New financial regulations came into play from 2021 which limited teams to $145 million, a figure which will drop to $140 million for the coming season.
It's a move which many within the paddock first resisted but has since proved a significant factor in increasing teams' value.
On track, it's also a way of levelling the playing field and making it difficult for teams to simply spend their way to the world championship.
“In my specific area, which is obviously a portion of the overall way we spend the budget cap, I think the main impact really is that there's a lot of millions going into the freight business, as an operational element of going racing,” he explained.
“That sometimes is kind of not obviously in the spotlight but actually is a considerable opportunity also to generate savings and efficiency.
“I really welcomed the push given by the budget cap requirement because we generated efficiency in that area in the way we ship stuff around the world.”

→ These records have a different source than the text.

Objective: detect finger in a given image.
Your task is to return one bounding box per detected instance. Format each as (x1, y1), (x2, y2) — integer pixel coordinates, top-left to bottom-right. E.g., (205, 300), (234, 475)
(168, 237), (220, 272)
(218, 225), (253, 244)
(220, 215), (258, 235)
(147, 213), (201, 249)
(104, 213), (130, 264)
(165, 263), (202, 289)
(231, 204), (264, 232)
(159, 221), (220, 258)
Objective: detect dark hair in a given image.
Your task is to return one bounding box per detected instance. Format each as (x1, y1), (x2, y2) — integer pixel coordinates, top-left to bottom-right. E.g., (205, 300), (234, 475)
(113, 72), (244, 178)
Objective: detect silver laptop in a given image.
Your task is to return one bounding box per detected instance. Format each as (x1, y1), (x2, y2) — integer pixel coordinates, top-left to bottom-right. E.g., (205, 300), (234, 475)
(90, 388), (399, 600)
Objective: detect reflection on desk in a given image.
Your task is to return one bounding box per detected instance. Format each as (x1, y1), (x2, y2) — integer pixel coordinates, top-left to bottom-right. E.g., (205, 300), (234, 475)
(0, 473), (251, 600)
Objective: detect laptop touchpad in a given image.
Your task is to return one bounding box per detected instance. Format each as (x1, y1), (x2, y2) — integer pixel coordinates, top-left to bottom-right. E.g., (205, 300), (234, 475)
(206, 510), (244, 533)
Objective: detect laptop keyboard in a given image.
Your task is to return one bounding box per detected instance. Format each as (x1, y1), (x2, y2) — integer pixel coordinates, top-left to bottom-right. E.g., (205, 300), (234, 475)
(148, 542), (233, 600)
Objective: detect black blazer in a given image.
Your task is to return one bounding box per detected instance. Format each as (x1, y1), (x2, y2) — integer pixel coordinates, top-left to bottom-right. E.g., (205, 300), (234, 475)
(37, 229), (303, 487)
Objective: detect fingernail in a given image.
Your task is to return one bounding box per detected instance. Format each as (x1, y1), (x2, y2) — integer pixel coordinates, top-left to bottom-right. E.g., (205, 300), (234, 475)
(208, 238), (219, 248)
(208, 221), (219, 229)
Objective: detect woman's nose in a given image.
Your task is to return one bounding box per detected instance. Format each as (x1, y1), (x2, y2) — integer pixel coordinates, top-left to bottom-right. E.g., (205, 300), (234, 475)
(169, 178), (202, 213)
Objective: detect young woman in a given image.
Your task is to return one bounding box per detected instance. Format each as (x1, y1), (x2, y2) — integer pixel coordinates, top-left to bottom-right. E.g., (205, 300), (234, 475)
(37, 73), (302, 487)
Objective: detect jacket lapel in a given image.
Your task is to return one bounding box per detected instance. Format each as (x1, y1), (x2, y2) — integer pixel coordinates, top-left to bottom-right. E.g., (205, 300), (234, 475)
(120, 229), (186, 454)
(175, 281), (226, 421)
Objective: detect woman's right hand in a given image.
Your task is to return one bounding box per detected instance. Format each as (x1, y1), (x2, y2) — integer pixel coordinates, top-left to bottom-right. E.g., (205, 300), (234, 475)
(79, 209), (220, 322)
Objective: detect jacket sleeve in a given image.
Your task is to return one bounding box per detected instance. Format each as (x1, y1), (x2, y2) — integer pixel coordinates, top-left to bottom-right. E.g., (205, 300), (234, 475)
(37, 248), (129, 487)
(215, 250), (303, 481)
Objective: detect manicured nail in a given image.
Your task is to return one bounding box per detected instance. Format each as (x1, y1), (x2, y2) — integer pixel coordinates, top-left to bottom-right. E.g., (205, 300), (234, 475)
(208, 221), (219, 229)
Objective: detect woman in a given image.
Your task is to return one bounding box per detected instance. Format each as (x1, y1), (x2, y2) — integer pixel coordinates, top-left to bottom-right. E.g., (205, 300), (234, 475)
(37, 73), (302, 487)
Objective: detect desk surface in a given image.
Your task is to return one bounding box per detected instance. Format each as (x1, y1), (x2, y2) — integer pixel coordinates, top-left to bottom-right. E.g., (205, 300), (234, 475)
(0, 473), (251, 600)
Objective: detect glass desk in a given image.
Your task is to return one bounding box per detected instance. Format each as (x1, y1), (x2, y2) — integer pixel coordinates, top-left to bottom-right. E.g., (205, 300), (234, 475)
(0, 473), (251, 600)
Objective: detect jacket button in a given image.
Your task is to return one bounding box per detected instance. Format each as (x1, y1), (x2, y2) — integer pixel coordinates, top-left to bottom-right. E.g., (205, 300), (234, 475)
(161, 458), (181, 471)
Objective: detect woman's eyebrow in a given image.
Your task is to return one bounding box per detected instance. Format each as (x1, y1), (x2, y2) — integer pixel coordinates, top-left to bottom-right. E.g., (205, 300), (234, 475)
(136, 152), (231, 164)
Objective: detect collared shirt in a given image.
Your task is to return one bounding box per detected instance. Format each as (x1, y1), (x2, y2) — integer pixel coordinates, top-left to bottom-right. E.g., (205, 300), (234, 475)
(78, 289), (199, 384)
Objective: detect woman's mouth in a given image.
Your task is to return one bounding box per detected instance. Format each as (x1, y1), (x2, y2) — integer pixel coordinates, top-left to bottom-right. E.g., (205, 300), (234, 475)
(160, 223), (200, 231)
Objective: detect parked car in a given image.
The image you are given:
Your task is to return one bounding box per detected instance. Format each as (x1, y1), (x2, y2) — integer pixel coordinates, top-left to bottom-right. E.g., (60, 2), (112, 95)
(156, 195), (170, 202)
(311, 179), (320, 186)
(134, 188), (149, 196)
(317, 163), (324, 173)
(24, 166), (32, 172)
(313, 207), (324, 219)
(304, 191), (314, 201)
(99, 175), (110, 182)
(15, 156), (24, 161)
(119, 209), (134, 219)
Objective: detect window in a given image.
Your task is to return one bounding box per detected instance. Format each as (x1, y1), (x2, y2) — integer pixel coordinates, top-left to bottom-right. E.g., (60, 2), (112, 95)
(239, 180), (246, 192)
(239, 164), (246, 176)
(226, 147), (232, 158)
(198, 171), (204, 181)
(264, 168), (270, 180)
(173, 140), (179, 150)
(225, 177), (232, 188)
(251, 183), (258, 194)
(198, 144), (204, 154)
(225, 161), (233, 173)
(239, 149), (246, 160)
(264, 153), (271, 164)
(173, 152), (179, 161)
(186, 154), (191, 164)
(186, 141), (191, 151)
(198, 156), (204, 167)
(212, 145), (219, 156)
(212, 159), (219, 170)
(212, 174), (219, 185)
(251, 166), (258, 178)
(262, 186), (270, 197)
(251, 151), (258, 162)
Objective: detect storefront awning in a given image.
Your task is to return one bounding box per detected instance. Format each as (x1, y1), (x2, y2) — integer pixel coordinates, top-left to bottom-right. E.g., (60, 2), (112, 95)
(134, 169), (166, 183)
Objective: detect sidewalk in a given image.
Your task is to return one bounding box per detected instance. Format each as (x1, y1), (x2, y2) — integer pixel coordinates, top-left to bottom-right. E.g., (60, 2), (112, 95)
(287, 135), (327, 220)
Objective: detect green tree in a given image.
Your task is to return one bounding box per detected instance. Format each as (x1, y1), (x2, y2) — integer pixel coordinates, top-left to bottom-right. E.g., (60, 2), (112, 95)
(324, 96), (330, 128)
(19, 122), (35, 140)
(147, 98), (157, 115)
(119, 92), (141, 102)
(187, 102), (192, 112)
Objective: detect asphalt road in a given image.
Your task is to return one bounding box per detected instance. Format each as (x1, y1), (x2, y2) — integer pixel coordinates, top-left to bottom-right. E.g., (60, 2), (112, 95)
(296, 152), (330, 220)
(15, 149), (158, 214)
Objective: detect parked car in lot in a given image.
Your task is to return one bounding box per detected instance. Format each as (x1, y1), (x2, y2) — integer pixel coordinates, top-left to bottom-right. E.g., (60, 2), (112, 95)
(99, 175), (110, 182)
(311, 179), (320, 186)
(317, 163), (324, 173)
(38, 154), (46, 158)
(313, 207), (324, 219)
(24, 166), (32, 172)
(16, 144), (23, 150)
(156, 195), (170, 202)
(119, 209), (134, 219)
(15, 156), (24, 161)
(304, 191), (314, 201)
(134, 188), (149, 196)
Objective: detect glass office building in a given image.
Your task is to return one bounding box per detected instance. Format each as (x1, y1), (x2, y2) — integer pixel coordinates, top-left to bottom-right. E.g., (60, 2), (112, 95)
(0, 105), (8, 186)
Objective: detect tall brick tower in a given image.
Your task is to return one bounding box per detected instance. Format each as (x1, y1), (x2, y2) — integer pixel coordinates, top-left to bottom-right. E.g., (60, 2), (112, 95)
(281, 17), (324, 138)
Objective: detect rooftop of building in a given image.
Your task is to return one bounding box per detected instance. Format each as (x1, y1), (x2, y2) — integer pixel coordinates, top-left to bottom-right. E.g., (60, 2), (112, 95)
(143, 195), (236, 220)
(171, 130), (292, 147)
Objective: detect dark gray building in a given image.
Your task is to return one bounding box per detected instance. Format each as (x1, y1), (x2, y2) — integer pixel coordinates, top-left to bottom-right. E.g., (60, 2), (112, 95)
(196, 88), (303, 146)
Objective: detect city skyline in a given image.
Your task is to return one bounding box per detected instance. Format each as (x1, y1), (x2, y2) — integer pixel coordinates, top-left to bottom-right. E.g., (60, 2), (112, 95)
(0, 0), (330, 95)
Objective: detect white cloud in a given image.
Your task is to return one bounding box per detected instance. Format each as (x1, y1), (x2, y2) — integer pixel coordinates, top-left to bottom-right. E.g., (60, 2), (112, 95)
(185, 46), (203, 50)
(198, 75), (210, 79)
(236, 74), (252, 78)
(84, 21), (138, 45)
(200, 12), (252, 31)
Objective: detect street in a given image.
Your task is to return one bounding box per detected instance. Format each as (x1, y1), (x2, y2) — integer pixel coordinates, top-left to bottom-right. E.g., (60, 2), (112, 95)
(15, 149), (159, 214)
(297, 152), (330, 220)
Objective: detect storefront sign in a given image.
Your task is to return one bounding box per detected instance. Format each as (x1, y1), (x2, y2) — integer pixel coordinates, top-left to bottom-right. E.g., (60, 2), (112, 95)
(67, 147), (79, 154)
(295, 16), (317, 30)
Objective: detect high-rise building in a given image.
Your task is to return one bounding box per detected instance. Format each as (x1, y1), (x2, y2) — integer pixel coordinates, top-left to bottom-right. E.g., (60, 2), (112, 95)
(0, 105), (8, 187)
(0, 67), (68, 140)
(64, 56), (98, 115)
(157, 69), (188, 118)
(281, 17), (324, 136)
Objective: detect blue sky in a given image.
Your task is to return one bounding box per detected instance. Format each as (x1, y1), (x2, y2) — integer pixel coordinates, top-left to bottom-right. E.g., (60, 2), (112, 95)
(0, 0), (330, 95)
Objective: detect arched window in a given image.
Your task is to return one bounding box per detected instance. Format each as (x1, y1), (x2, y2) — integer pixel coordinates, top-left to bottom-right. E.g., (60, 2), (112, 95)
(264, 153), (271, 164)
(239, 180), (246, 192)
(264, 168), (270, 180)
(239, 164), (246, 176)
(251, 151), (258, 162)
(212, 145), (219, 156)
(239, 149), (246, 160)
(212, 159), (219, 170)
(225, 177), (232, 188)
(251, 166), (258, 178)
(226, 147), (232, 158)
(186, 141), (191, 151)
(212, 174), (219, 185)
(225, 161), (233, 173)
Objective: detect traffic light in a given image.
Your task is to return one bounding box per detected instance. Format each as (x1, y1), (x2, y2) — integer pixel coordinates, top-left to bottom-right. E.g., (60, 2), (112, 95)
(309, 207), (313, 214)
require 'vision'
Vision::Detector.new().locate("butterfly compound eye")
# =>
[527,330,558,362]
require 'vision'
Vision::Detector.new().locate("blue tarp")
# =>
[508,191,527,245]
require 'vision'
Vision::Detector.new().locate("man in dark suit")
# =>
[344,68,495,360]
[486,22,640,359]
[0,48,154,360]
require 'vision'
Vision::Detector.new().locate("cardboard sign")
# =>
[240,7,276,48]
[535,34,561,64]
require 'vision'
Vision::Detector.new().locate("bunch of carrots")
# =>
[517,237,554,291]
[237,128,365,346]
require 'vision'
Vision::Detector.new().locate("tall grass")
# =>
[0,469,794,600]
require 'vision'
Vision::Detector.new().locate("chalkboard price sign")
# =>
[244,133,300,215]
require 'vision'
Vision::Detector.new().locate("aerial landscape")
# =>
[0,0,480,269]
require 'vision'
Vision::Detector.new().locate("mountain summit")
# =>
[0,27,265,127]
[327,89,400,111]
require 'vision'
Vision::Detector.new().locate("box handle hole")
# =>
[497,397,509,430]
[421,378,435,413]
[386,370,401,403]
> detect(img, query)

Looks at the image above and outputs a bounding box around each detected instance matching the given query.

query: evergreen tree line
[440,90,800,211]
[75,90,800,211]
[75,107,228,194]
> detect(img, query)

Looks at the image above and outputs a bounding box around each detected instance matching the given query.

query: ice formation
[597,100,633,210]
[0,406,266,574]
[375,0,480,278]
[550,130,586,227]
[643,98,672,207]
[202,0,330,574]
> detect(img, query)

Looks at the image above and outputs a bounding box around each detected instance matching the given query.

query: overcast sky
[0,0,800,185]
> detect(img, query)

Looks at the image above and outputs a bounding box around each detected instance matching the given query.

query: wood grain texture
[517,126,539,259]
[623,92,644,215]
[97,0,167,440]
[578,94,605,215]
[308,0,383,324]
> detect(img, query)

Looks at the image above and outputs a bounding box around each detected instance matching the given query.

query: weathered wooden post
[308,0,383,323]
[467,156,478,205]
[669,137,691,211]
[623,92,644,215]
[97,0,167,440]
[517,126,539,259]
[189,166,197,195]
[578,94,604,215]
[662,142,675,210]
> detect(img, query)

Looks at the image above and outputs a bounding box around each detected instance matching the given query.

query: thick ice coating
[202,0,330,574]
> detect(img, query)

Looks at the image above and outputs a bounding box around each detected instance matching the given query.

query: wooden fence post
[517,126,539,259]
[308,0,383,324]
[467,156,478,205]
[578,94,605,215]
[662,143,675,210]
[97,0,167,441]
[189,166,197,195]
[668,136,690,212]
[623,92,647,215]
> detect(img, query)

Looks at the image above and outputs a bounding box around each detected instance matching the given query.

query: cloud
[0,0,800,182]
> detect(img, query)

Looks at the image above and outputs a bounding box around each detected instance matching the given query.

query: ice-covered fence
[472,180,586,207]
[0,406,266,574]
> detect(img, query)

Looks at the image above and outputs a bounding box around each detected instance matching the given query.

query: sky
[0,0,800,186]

While efficiency has been a key factor, managing staff costs have also been important.
Though a handful of key roles within an organisation fall outside the cost cap, the majority fall within its bounds and prove a significant percentage of the overall sum available to teams.
It made for a difficult balancing act as organisations grappled to meet the new constraint, in some instances reassigning personnel or even making redundancies.
“The labour cost in a way is another important element of contribution within the budget cap,” Stella noted.
“But apart from these two aspects, the impact of the way we go racing from a race team point of view was not a big one.
“I would say it's almost an opportunity for this extra portion generating efficiency that you wonder why we didn't do that before.”